Nitrogen-Functionalized Metal Carbide-Modified Graphite Felt As a High Performance Electrocatalyst for an All-Vanadium Redox Flow Battery

Abstract

To improve the electrochemical performance of graphite felt (GF) electrodes in vanadium redox flow batteries (VRFBs), we synthesize nitrogen-doped tungsten carbide nanowires (N-WC NWs), which are grown on the surface of GF through the two-step approach. When applied to VRFBs, the prepared electrode exhibits an apparent electrocatalytic effect toward the VO2+/VO2 + and V3+/V2+ redox reaction compared with pristine GF. The presence of negatively charged density on nitrogen promotes the absorption of vanadium ions. The nanowire structure exposes more active sites for the redox reaction of vanadium ions.
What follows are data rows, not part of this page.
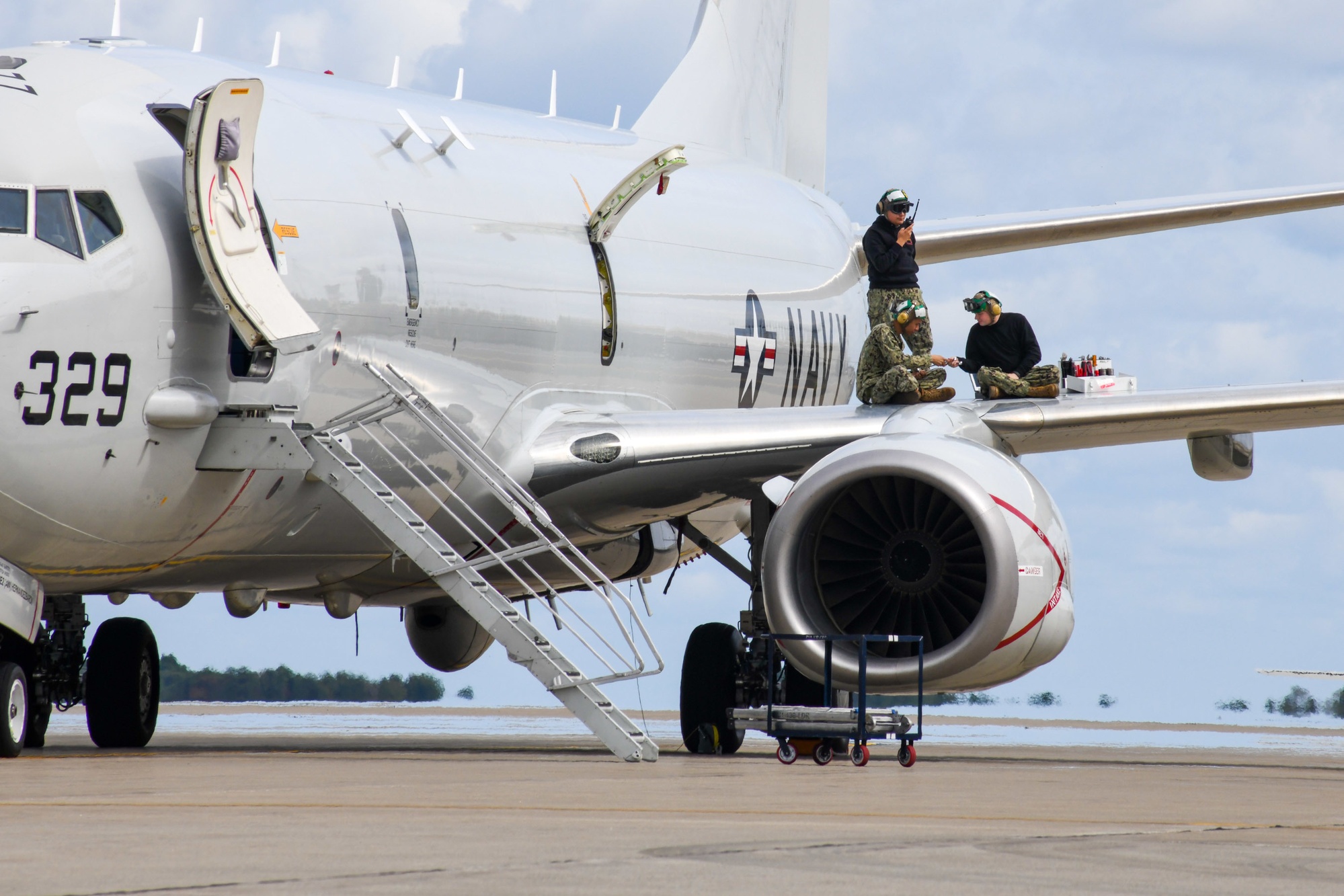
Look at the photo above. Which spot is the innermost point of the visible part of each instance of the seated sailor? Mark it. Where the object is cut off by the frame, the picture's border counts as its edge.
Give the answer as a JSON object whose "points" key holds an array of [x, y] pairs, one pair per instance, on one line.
{"points": [[1002, 351], [887, 375]]}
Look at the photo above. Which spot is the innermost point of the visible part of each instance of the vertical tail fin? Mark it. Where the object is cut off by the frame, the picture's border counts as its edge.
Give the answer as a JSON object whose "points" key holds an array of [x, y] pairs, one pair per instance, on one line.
{"points": [[753, 82]]}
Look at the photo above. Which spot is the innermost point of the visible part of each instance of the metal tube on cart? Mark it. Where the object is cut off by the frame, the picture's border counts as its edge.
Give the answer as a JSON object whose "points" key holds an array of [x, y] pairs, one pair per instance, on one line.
{"points": [[826, 699], [863, 688]]}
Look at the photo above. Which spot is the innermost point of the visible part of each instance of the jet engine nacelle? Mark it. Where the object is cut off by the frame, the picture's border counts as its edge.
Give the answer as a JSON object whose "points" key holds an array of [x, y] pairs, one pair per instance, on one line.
{"points": [[933, 535], [444, 636]]}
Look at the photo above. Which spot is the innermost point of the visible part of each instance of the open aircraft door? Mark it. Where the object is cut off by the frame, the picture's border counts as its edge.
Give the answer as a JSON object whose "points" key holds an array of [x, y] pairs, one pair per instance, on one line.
{"points": [[225, 225]]}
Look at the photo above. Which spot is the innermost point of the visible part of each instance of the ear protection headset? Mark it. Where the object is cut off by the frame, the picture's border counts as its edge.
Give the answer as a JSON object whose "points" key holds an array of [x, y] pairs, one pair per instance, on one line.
{"points": [[983, 301], [908, 311], [894, 200]]}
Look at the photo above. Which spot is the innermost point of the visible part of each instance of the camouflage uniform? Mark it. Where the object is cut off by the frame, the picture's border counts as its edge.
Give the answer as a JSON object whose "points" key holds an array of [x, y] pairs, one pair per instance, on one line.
{"points": [[881, 301], [885, 370], [1043, 375]]}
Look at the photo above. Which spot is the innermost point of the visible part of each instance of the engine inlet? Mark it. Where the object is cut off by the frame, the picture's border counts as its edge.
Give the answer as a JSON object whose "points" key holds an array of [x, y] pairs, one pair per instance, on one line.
{"points": [[896, 555]]}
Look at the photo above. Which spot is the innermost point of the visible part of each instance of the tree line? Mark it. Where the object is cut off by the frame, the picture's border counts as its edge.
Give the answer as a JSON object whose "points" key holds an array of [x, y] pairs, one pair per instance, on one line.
{"points": [[177, 683]]}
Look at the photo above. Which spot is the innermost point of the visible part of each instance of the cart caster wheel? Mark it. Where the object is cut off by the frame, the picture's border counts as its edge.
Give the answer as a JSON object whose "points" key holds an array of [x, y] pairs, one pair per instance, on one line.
{"points": [[906, 756]]}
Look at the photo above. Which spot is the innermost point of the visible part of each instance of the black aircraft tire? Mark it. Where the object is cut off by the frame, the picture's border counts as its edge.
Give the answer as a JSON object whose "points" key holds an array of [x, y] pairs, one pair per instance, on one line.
{"points": [[121, 684], [709, 687], [13, 698], [39, 715]]}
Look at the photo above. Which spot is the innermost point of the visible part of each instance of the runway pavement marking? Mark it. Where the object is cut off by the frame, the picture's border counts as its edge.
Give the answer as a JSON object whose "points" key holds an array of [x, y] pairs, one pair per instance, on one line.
{"points": [[655, 811]]}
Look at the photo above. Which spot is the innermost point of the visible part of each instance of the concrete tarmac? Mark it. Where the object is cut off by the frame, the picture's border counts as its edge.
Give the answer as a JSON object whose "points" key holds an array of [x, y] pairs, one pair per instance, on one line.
{"points": [[321, 815]]}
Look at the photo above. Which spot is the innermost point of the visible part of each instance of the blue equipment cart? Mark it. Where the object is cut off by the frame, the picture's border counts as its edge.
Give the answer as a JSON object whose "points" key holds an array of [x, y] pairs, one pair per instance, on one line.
{"points": [[820, 730]]}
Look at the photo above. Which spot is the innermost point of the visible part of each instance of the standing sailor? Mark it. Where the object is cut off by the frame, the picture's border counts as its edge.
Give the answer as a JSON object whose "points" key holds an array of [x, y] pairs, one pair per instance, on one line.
{"points": [[893, 272]]}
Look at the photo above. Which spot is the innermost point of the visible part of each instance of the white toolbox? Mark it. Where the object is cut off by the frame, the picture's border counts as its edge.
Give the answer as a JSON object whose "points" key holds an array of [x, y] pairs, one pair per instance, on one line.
{"points": [[1108, 384]]}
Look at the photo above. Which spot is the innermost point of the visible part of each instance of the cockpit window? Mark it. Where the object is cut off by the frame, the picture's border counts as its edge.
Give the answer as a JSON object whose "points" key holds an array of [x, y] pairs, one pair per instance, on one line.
{"points": [[98, 218], [55, 220], [13, 211]]}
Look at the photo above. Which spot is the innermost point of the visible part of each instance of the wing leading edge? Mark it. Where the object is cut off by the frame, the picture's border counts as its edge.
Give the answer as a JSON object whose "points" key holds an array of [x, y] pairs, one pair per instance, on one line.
{"points": [[609, 475], [1062, 425], [955, 238]]}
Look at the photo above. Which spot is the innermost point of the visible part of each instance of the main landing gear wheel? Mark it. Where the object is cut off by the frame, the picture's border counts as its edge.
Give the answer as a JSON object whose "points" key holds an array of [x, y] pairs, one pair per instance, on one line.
{"points": [[39, 715], [13, 727], [709, 690], [121, 691]]}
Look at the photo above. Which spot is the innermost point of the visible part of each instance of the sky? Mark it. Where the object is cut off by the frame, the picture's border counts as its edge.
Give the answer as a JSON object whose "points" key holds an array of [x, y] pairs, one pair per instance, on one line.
{"points": [[1183, 587]]}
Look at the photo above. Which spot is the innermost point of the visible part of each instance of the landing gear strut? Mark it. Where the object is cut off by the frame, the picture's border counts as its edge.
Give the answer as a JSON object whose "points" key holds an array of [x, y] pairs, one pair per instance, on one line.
{"points": [[118, 684]]}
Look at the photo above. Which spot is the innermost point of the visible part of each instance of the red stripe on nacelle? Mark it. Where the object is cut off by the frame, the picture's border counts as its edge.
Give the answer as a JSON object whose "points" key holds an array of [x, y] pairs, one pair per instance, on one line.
{"points": [[1060, 582]]}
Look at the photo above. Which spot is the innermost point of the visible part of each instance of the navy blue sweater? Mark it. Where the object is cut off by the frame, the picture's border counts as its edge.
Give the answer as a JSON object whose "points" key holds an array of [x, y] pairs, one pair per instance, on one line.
{"points": [[890, 266]]}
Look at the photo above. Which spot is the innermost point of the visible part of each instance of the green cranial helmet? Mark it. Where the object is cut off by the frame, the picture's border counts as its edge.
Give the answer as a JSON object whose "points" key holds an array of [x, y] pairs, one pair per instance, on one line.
{"points": [[906, 309], [983, 301], [894, 200]]}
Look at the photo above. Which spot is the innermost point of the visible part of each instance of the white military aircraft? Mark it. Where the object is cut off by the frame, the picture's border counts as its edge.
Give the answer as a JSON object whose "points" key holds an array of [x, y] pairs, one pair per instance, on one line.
{"points": [[304, 340]]}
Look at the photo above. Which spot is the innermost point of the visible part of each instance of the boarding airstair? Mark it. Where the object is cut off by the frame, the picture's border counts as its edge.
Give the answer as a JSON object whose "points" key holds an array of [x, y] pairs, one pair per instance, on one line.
{"points": [[452, 511]]}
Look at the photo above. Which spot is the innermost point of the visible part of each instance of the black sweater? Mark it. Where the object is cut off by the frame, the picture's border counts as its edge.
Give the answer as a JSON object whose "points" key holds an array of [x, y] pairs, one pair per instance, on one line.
{"points": [[1009, 344], [890, 266]]}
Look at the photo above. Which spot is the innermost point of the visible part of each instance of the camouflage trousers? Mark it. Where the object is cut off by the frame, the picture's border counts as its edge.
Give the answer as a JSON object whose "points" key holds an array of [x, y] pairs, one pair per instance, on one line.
{"points": [[1043, 375], [879, 390], [881, 301]]}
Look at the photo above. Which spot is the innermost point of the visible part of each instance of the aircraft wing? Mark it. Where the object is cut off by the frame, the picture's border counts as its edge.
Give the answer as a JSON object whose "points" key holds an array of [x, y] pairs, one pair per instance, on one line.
{"points": [[953, 238], [610, 473], [1060, 425]]}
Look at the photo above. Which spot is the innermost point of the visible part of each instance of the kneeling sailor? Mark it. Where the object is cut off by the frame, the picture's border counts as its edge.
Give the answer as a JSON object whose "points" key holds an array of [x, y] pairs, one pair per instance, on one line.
{"points": [[1002, 351], [887, 375]]}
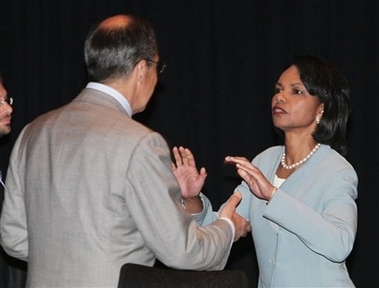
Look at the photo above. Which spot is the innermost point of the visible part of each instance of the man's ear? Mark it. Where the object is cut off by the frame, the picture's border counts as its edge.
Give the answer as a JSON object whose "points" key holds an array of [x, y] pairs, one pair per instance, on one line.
{"points": [[140, 69]]}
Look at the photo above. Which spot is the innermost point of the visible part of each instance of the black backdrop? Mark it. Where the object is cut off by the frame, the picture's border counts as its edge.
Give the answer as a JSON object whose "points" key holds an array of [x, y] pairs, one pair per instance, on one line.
{"points": [[223, 59]]}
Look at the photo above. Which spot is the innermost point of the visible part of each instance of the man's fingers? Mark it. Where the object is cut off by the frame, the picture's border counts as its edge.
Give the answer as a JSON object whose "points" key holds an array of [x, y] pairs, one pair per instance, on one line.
{"points": [[235, 199]]}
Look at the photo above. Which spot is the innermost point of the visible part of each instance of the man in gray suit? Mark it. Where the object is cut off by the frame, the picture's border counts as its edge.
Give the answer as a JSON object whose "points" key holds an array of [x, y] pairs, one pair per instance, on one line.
{"points": [[89, 188]]}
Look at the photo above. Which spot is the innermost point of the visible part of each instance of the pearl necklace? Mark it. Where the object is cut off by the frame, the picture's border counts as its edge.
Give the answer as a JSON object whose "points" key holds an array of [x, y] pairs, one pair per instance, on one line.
{"points": [[294, 165]]}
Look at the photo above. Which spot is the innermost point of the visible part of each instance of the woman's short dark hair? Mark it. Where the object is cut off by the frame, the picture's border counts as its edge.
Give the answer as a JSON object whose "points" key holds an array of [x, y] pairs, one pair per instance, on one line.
{"points": [[111, 53], [329, 85]]}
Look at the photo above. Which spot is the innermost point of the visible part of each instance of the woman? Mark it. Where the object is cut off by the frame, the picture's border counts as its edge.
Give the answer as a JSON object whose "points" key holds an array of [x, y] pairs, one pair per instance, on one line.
{"points": [[300, 197]]}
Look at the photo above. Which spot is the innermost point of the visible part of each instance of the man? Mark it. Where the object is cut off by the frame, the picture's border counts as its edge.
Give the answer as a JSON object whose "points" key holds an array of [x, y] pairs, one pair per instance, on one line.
{"points": [[12, 271], [89, 189]]}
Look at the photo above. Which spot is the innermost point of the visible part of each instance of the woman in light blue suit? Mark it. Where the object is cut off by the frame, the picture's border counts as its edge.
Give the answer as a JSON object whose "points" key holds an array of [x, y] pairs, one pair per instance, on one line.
{"points": [[300, 197]]}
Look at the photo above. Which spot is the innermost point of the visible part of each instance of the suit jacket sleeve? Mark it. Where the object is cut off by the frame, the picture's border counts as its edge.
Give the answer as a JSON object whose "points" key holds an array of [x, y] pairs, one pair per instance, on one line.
{"points": [[153, 197], [14, 235]]}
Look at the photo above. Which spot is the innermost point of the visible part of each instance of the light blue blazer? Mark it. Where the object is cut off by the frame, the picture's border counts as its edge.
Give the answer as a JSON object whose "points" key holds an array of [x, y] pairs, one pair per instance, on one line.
{"points": [[306, 232]]}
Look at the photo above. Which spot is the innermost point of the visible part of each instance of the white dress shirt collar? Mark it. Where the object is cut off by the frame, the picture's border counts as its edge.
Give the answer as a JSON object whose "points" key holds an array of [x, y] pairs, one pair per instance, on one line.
{"points": [[113, 93]]}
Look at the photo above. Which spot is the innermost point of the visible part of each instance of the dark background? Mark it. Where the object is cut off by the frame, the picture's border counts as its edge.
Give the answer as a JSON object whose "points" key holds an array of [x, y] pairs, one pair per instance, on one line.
{"points": [[223, 58]]}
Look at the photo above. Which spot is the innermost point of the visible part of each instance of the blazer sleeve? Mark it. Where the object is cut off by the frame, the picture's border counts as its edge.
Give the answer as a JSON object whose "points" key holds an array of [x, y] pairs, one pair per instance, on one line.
{"points": [[14, 234], [168, 230], [329, 231]]}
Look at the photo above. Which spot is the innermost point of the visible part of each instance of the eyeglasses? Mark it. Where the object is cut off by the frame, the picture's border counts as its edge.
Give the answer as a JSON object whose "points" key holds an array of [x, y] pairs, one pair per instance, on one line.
{"points": [[160, 65], [8, 100]]}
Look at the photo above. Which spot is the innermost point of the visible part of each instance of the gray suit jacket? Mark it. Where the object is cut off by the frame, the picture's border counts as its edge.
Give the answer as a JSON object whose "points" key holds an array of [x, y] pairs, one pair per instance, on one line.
{"points": [[89, 189]]}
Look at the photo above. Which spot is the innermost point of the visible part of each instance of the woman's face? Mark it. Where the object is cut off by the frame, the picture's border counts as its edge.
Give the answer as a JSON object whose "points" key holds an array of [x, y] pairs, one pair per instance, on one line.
{"points": [[293, 108]]}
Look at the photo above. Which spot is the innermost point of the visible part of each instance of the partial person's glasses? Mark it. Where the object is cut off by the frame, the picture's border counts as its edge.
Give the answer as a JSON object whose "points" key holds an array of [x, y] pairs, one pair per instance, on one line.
{"points": [[160, 65], [8, 100]]}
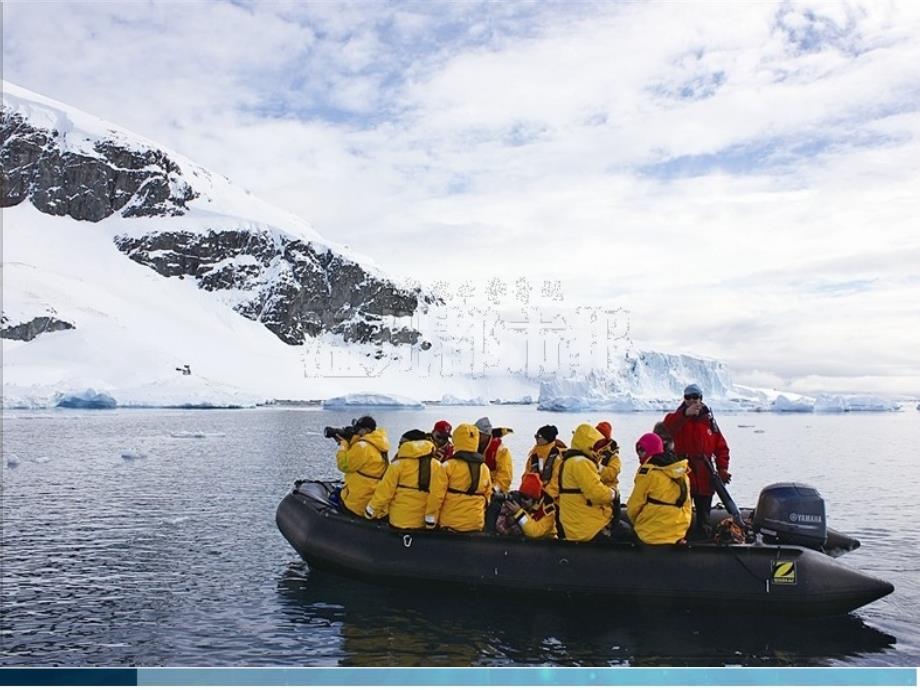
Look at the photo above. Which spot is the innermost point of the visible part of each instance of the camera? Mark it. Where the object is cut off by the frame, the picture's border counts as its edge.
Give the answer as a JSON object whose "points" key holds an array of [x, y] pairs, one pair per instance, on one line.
{"points": [[345, 432]]}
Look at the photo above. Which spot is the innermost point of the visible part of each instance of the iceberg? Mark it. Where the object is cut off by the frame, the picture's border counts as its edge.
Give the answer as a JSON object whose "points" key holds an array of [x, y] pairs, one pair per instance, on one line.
{"points": [[854, 403], [785, 403], [133, 455], [86, 400], [525, 400], [452, 400], [377, 400]]}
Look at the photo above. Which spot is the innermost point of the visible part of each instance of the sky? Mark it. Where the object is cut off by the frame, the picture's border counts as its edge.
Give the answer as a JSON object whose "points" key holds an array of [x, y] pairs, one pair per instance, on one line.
{"points": [[744, 178]]}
The prepared N-WC NWs-GF electrode displays the best electrochemical performance with energy and voltage efficiencies of 74.8% and 78.9%, respectively, which is much higher than those of 59.8% and 63.2% obtained from the pristine GF at 100 mA cm−2. The N-WC NWs-GF exhibited durability and stability in an acidic electrolyte during long-term operation for 100 cycles at the higher current density of 100 mA cm−2.